In 2003, the Metropolitan Museum of Art mounted an exhibition celebrating the 150th anniversary of the Central Park Act, which designated the land we now call Central Park a public place. It was a hidden jewel of a show, tucked away in a corner of the American Wing’s mezzanine, where a viewer could often find herself alone with Frederick Law Olmsted and Calvert Vaux’s thrilling drawings for the “Greensward” plan, as well as lesser-known entries in the 1857 competition for the park’s design. (My favorite: John Rink’s sublimely kooky “Competition Entry No. 4,” which appears less like landscape design than like something an outsider artist might have concocted from millefiori.)

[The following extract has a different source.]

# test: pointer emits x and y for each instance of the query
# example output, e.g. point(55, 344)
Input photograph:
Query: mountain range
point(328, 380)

Now, to celebrate the competition’s sesquicentennial last year, Morrison H. Heckscher, the chairman of the American Wing, has written Creating Central Park, a concise and well-illustrated history of the park. He begins by critiquing the 1811 plan that laid out Manhattan on “a simple grid plan, with absolutely no regard for the underlying natural terrain.” He cites horticulturalist Andrew Jackson Downing, who lamented in the 1840s that “what are called parks in New-York, are not even apologies for the thing; they are only squares, or paddocks.” Heckscher details an attempt in the 1850s to acquire Jones’s Wood (described by diarist George Templeton Strong as “very beautiful, and strangely intact for the latitude of Sixty-first Street”) for a public recreation ground, but the wood was eventually passed over in favor of the current park’s site, which had numerous advantages, from larger size to lower cost per acre to the possibility of integrating the city’s reservoirs within it.

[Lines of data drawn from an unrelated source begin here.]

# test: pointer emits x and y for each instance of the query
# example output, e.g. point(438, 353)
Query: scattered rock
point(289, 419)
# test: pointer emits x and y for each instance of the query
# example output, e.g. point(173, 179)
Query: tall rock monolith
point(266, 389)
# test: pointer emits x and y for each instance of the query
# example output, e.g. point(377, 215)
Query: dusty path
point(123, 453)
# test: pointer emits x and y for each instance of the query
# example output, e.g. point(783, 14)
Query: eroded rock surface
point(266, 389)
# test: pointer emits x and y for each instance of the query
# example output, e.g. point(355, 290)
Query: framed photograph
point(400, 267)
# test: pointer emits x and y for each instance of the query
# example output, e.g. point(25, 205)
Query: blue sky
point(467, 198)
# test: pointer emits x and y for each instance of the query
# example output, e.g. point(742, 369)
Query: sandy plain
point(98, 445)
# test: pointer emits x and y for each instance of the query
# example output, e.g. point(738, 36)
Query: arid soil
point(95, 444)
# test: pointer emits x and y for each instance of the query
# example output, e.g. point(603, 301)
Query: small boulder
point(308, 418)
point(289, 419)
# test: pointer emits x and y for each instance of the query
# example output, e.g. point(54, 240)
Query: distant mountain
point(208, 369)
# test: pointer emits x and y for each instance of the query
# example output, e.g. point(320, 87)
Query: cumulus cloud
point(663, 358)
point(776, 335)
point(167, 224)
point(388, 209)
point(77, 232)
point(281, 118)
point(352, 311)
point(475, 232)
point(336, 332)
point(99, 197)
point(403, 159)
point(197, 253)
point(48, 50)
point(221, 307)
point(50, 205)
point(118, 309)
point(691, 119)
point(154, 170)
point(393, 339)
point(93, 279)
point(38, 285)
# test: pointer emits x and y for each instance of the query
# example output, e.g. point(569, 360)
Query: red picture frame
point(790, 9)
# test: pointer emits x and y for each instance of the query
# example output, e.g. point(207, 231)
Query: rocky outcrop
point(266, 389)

Most of Creating Central Park concerns the 1857 competition (many of whose extant entries are here reproduced), the details of Olmsted and Vaux’s plan, and the process of building the park, including its decorative and architectural features. Because Central Park was a monumental public work, the tale of its construction is peppered with setbacks, chicanery, overruns, charges of corruption, and personal animosities, all of which were no doubt wearisome but now make for a good story.

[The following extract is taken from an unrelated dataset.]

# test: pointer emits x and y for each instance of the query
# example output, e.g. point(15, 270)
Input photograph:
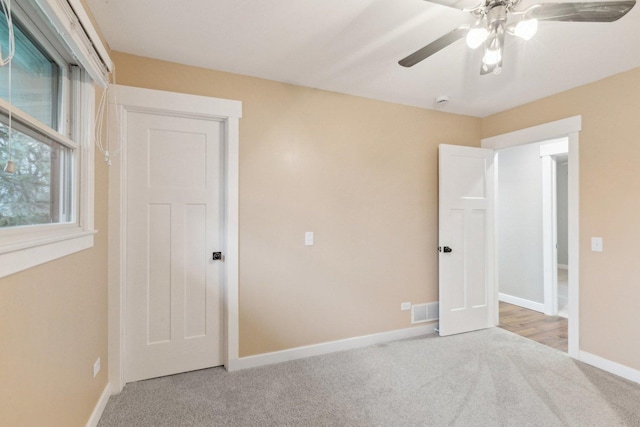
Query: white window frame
point(22, 248)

Creating Central Park is a model of compaction—less a book than a long essay, lavishly illustrated with maps, drawings, and photographs—yet for all his brevity, Heckscher offers sufficient detail. Occasionally, however, he breezes past a topic that merits explication. For example, he writes that Richard Morris Hunt (who later designed the Metropolitan’s grand entrance wing) “was first consulted about the [design of the park’s 59th Street] gates in 1861 through the good offices of his brother-in-law, Commissioner Charles H. Russell,” but eventually had to enter his proposal into the 1863 competition. Heckscher comments that “at first, none of the twenty-one entries was chosen, but in the end Hunt’s design was selected.” He might have paused for a moment to tell us whether the whiff of nepotism rising from those sentences is borne out by the historical record, but he’s already off, like a brisk docent, describing the winning designs. His book is also sadly marred by indifferent production values (flimsy covers, garish tones in some of the reproductions) that detract from the aesthetic pleasure it otherwise affords.
Overall, however, Heckscher displays a scholar’s authority with no trace of an obfuscatory academic tone; his book serves as an excellent introduction to Central Park’s story but will also appeal to New York–history aficionados. He makes an eloquent case for the park’s importance—its ability to open vistas to people downtrodden by the relentless pace and the inhuman scale of the great city. To him, “the park remains today a living emblem of democracy” as much as it remains a triumph of nineteenth-century landscape design. He clearly understands why Vaux once enthused, “Nature first and 2nd and 3rd—Architecture after a while.”